Young Americans have come up with a pretty straightforward plan to stay out of debt:Don’t get into it in the first place.
A new study by the Pew Research centre shows millennials today are holding off on the pricey norms of “the real world” until they have more money in their bank accounts.
Photo: Pew Research centre
If that means shacking up, driving a clunker, passing up marriage and putting off baby plans, then so be it.
So far, this strategy looks like it’s working.
The amount of debt in under-35 households fell by a 29 per cent between 2007 to 2010, Pew reports. In contrast, debt of over-35 households fell by just 8 per cent.

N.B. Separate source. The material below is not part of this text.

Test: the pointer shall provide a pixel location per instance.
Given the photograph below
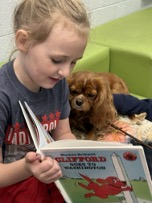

Here are a few telling finding from Pew’s report:
- Homes: The number of young adults owning their own houses fell 6 per cent during the recession, from 40 per cent in 2007 to 34 per cent in 2010.
- Cars: A little more than half of young adults have a vehicle to their name. But the number of under-25 households with a car dropped from 73 per cent in 2007 to 66 per cent in 2010.
- Credit cards: Younger people also are being more careful when it comes to credit. The number of people carrying credit card debt in the younger generation dropped from 48 per cent in 2007 to 39 per cent in 2010.
There’s just one area where young people are still struggling: Student debt.
People under age 35 saw their student loan bills grow by 34 per cent in 2007 to 40 per cent in 2010. In comparison, only 26 per cent of the same age group had student debt in 2001.